Впрочем, в таком случае я бы не называл автопоэзис как такую культурную практику, которая доминировала в традиционных психопрактиках. Последние обязательно предполагали запечатлен­ность образа человека в образе, знаке, камне, вещественном теле и физическом теле.

Современная же ситуация, которая поставила человека в действительную запредельность, т.е. его собственный способ обитания стал самоубийственным, - в такой ситуации необходимо говорить об онтологическом смысле автопоэзиса, т. е. как о практике выделки такого своего личностного произведения, которое собою помогает человеку преодолевать различные формы рабства.

Мы находимся в ситуации антропологического кризиса и связанного с ним онтологического сдвига. Он кардинальный, поскольку:

1. «Поплыла» культурная тектоника. Культурный цикл завершен (очередной раз). Онтологические идеи исчерпаны. На повестку дня встал вопрос не о новом типе науки или искусства. Стали исчер­пываться сами структуры повседневности, которые испокон веков не трогались. Они позволяли культуре всякий раз выходить из кризиса, наращивать культурный ресурс. Сейчас наступают истоще­ние и кардинальная реорганизация структур повседневности, того, из чего состоит наша обыденная повседневная жизнь, из чего последняя складывается ежеминутно. Сама ежедневность стала меняться. Культурный гумус измельчился, потому эти структуры повсе­дневности оказались под ударом рациональности, которая брала и тратила гумус, ничем его не восстанавливая. Структуры не справляются с этим процессом.

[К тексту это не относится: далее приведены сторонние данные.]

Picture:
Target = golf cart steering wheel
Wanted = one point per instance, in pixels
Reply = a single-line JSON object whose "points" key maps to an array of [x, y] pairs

2. С этим связано и все остальное - смена базовых культурных практик, утрата образа человека, ресурсный кризис и т. д. (см. выше в главе 2, раздел 2).

Необходим поиск кардинально нового способа бытия человека, построенного на принципах автопоэзиса. В чем состоит культурный смысл автопоэзиса?

С учетом всего того, что было сказано выше, обозначим этот смысл.

1. Автопоэзис как форма развития есть не эксплуатация и уничтожение натурального ресурса среды, а выработка культурного ресурса развития.

2. Суть развития есть выделывание человеком своей пойэмы, мыслящей свою поэтику, свою культурную праксис.

3. Способ развития есть постоянное пребывание в режиме самоопределения и самопреодоления, постоянное экстатирование и трансцендиро­вание.

4. Ресурсом развития является опора не на элитные части культуры, не на богемность утонченных структур (привычное представление о культуре), а на структуры повседневности, превращение их в культурный гумус, культурный ресурс.

5. Через это - включение в новый антропологический тип всех структур, не только тех, что привычно относятся к культурным практикам (философия, религия, искусство), но и повседневных и экзистенциальных.